Gałązka-Sobotka podkreślała, że system powinien opierać się na najważniejszy rezultat, czyli na zdrowie pacjenta i jego bezpieczeństwo.

- Musimy lepiej zapobiegać niż leczyć – mówi Gałązka-Sobotka. - Paradygmat jakości, a nie ilości oraz  porównywanie jakości miedzy placówkami będzie w stanie zmienia strukturę i proces. Dziś nie porównujemy placówek, nie jesteśmy w stanie dostrzec tych lecznic, które radzą sobie lepiej - mówiła.

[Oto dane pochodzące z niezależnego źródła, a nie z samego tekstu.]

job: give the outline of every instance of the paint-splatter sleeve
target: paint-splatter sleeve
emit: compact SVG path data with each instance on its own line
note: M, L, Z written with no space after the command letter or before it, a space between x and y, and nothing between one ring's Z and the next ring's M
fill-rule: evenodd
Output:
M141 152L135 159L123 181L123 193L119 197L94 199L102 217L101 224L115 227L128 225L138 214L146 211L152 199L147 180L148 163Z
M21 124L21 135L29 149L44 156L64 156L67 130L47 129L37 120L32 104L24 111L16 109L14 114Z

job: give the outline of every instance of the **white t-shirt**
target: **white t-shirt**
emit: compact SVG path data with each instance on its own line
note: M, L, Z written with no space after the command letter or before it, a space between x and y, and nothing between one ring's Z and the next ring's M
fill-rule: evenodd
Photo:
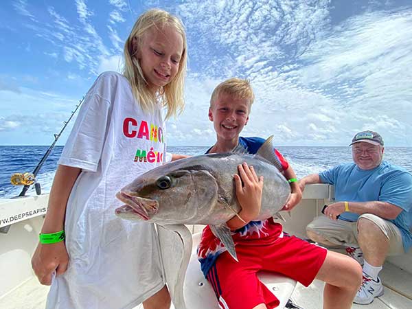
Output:
M47 308L131 308L165 284L153 225L115 216L115 194L162 164L165 141L161 106L145 113L126 78L98 78L58 162L82 172L66 212L69 268L54 279Z

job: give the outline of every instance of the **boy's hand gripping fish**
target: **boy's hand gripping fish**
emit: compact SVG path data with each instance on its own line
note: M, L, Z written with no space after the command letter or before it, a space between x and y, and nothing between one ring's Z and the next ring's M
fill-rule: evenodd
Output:
M115 214L128 220L140 220L160 225L209 225L229 253L236 258L230 229L226 222L241 207L235 193L233 175L243 162L263 175L262 207L256 220L279 211L286 203L290 187L277 166L279 162L272 146L272 137L256 154L233 152L192 157L171 162L143 174L120 190L116 196L126 205Z

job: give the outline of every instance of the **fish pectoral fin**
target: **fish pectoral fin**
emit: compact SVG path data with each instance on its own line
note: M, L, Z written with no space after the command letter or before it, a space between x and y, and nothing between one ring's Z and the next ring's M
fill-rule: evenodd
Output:
M239 262L235 250L235 243L229 227L226 225L209 225L209 227L211 232L220 240L229 253L235 259L235 261Z
M275 153L275 147L273 147L272 141L273 139L273 135L271 135L269 137L268 137L268 139L264 141L264 143L263 143L260 147L258 152L256 152L255 156L262 157L262 158L266 159L273 165L275 165L279 172L282 172L283 168L282 167L282 163Z

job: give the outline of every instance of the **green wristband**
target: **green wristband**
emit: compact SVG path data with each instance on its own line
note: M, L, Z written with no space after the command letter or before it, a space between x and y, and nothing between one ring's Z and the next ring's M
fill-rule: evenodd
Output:
M38 235L38 239L41 244L54 244L65 240L65 231L51 233L49 234L41 233Z

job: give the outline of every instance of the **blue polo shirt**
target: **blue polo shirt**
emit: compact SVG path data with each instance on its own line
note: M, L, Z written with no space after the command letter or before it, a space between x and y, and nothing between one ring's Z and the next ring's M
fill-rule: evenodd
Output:
M382 161L372 170L361 170L355 163L341 164L319 173L321 181L334 186L337 201L380 201L403 210L393 220L402 236L405 251L412 246L412 174L399 166ZM339 219L356 221L359 215L344 212Z

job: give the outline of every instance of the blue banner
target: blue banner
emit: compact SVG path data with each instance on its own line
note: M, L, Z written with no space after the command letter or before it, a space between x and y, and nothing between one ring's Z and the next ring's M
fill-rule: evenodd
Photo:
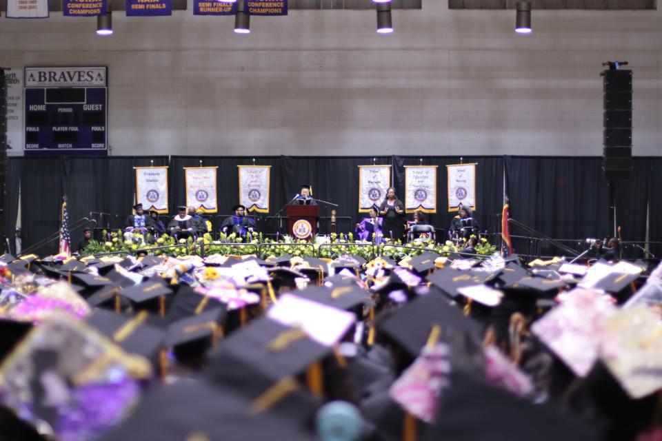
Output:
M193 15L234 15L237 3L218 0L193 0Z
M65 17L97 17L106 14L106 0L64 0L62 15Z
M288 0L246 0L248 15L287 15Z
M172 15L172 0L126 0L127 17Z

Lekarz rodzinny nie ma narzędzi do koordynacji

Prof. Paweł Górski, przewodniczący prezydium Rady Społecznej debaty „Wspólnie dla Zdrowia” zwrócił uwagę na to, że teraz lekarz rodzinny nie ma narzędzi strukturalnych, by koordynować opiekę nad pacjentem i trzeba mu stworzyć do tego odpowiednie warunki i bazę.

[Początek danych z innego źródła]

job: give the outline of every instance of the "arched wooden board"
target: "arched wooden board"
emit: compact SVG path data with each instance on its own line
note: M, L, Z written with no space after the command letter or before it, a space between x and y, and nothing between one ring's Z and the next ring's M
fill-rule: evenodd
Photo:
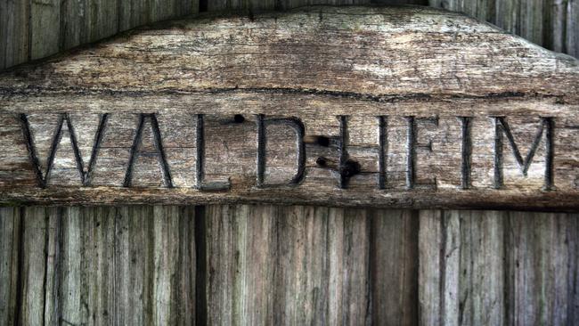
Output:
M0 201L576 209L578 90L434 9L167 22L0 74Z

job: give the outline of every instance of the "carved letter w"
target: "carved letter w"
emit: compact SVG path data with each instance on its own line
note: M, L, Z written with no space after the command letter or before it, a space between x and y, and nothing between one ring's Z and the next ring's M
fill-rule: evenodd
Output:
M70 117L68 113L62 113L59 115L58 121L56 122L56 128L52 139L50 145L50 150L48 151L48 159L46 159L46 169L43 173L41 171L41 167L38 162L38 155L37 153L37 149L34 144L34 139L32 137L32 133L30 132L30 124L29 123L29 118L26 114L20 114L20 119L22 125L22 132L24 133L24 140L26 142L27 148L29 150L29 157L32 166L34 167L35 173L37 175L37 180L38 182L38 186L41 188L45 188L48 183L48 177L50 175L50 171L53 167L54 162L54 156L56 155L56 149L58 148L61 139L62 138L62 126L64 121L66 121L67 127L69 128L69 134L70 135L70 143L72 144L72 151L74 152L75 160L77 162L77 168L80 174L80 180L82 181L83 185L90 185L92 172L94 167L94 163L96 162L96 156L98 154L99 147L101 142L102 141L102 135L105 125L107 123L108 114L102 114L99 121L99 126L94 136L94 143L93 144L93 151L91 155L91 159L88 163L88 168L85 170L84 161L82 156L80 155L80 150L78 149L78 143L77 142L77 136L75 134L74 126L72 122L70 122Z

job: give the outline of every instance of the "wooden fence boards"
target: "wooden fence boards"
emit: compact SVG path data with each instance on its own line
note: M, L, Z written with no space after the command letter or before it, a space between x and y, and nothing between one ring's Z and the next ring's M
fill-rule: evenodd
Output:
M578 62L426 7L172 21L0 75L0 202L575 209Z
M0 214L9 322L579 322L573 214L247 205Z
M20 208L0 208L0 323L13 325L18 320Z
M579 56L576 1L430 0L429 4L468 13L548 49Z
M286 10L312 4L363 4L370 0L220 0L203 11ZM427 0L375 0L382 4L428 4ZM431 6L464 12L549 49L579 55L576 1L430 0ZM200 11L197 0L35 0L0 4L0 69L43 58L118 31Z

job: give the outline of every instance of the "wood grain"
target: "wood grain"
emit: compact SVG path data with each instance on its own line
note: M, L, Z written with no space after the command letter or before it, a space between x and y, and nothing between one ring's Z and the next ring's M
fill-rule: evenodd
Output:
M577 207L570 57L426 8L167 24L0 76L4 203Z
M429 4L468 13L550 50L579 56L576 1L430 0Z
M261 205L0 214L0 319L11 324L579 322L575 214Z

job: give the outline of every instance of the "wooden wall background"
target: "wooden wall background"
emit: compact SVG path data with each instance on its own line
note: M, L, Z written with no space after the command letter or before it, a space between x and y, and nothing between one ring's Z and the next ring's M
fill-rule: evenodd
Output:
M576 325L579 215L0 208L3 325Z
M0 69L200 10L322 3L368 1L0 0ZM579 56L576 0L429 4ZM3 325L579 324L577 214L0 208L0 233Z
M577 0L0 0L0 69L200 11L285 10L371 1L463 12L579 57Z

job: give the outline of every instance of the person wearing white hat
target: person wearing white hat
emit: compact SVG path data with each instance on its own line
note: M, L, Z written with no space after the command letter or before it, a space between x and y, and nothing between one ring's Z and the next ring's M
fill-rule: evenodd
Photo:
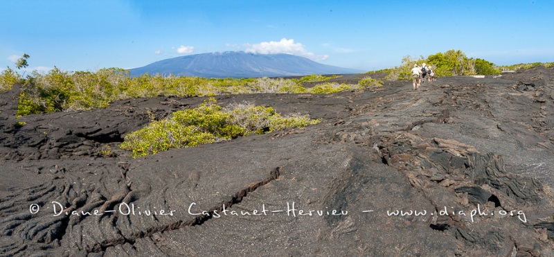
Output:
M421 82L425 82L425 76L427 75L427 66L424 63L421 65Z
M413 68L411 69L411 80L413 85L413 90L418 90L420 88L420 80L421 79L421 69L418 67L418 64L413 64Z

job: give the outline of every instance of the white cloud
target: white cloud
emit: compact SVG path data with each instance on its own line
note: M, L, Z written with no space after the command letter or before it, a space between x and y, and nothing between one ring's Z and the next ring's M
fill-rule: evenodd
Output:
M316 55L308 51L301 43L295 43L294 39L281 39L279 42L270 41L255 44L246 44L247 53L263 55L275 53L287 53L289 55L305 57L314 60L325 60L329 55Z
M21 56L19 56L19 55L10 55L10 57L8 57L8 60L9 60L10 62L17 62L17 60L19 59L20 57L21 57Z
M190 53L195 51L194 46L181 46L177 48L178 53Z

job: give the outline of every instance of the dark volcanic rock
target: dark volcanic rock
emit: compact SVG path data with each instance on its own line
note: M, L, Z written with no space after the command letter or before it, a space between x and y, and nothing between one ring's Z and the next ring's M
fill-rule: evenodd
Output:
M0 255L554 256L553 78L220 96L322 122L136 159L127 133L203 99L22 117Z

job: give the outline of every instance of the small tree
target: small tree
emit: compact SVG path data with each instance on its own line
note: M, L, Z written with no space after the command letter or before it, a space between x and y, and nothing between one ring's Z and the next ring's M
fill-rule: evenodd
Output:
M27 59L29 59L30 56L26 53L23 54L23 57L17 59L17 62L15 62L15 67L17 69L21 69L21 68L27 68L29 66L29 64L27 63Z

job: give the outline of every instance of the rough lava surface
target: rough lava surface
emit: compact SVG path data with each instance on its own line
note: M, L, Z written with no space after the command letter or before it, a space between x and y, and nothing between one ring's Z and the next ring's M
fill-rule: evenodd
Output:
M554 256L553 69L222 96L322 121L137 159L126 134L204 98L16 127L18 90L0 95L0 256Z

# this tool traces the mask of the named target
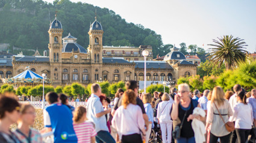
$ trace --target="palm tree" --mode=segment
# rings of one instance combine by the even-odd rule
[[[213,40],[215,44],[208,44],[215,47],[211,48],[211,52],[207,55],[214,65],[220,67],[224,63],[226,69],[231,69],[240,62],[245,61],[248,52],[244,50],[248,45],[243,39],[239,37],[234,38],[232,35],[217,38],[219,40]]]

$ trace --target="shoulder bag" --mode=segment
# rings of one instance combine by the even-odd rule
[[[214,102],[213,102],[213,103],[214,104],[215,106],[217,108],[217,110],[219,112],[219,116],[220,117],[221,119],[222,120],[223,122],[224,123],[225,127],[226,127],[226,130],[228,130],[228,132],[234,131],[235,130],[235,125],[234,124],[234,123],[231,122],[231,121],[228,121],[227,123],[225,123],[225,121],[223,119],[222,116],[221,115],[220,112],[219,112],[218,108],[217,107],[217,106],[216,106],[216,105],[215,104]]]

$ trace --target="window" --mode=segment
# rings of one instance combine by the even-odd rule
[[[153,81],[158,81],[158,74],[154,73],[153,75]]]
[[[99,38],[95,38],[95,44],[99,44]]]
[[[57,22],[56,22],[57,23]],[[58,37],[54,37],[54,43],[58,43]]]
[[[185,72],[185,76],[190,76],[191,75],[190,75],[190,73],[189,72]]]
[[[89,81],[89,75],[83,74],[83,81]]]
[[[86,68],[84,68],[84,70],[83,71],[83,73],[88,73],[88,70]]]
[[[147,73],[146,75],[146,81],[151,81],[151,74]]]
[[[69,80],[69,74],[68,73],[63,73],[62,74],[62,80]]]
[[[165,81],[165,75],[163,73],[161,73],[160,75],[160,81]]]
[[[144,74],[142,73],[140,73],[140,74],[139,74],[139,81],[144,81]]]
[[[11,77],[12,77],[12,76],[11,76],[11,71],[7,71],[6,72],[6,78],[10,78]]]
[[[73,80],[74,80],[74,81],[78,81],[78,73],[73,74]]]
[[[4,72],[2,71],[0,71],[0,78],[4,78]]]
[[[99,81],[99,74],[95,74],[94,78],[95,81]]]
[[[58,79],[58,73],[54,73],[54,79]]]
[[[36,69],[34,68],[32,68],[31,71],[33,72],[36,72]]]
[[[119,70],[114,70],[114,73],[119,73]]]
[[[167,81],[172,81],[172,73],[169,73],[168,75],[167,75]]]

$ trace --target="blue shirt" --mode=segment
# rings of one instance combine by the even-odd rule
[[[100,130],[108,132],[108,129],[107,126],[106,117],[104,115],[99,118],[96,117],[96,114],[104,111],[99,97],[94,94],[92,94],[91,96],[88,99],[86,107],[87,109],[87,119],[93,122],[95,125],[96,132],[98,132]]]
[[[144,104],[144,108],[145,108],[146,114],[148,117],[148,121],[152,122],[152,128],[154,128],[154,115],[151,105],[150,103],[146,103]]]
[[[77,142],[73,127],[72,114],[67,106],[52,104],[43,111],[45,127],[51,127],[54,142]]]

Jacek Krajewski, prezes Federacji Porozumienie Zielonogórskie przypomniał, że jest już zarządzenie prezesa NFZ, zgodnie z którym lekarze rodzinni od stycznia 2020 r. będą zajmować się pacjentami z wybranymi chorobami. - Jeśli będziemy mieć odpowiednie narzędzie, jest szansa, by tę koordynację prowadzić – mówił Krajewski.

 

Szpitale wyszły z sieci, ale nie wszystkie sobie to chwalą - czytaj tutaj>>

Sieć szpitali do wymiany

Tomasz Latos, poseł PiS podkreślał, że teraz jest dobry moment na to, „by przyjrzeć się sieci szpitali”. Dodał, że zmiany w takiej organizacji szpitalnictwa są potrzebne. -  Nie ma co czarować, bo sytuacja w wielu szpitalach, zwłaszcza powiatowych, jest bardzo trudna – mówił Latos. - W Polsce ciągle brakuje ZOL-i, może warto popatrzeć na to, że mamy dużo łóżek, które nie są właściwie wykorzystywane - dodał.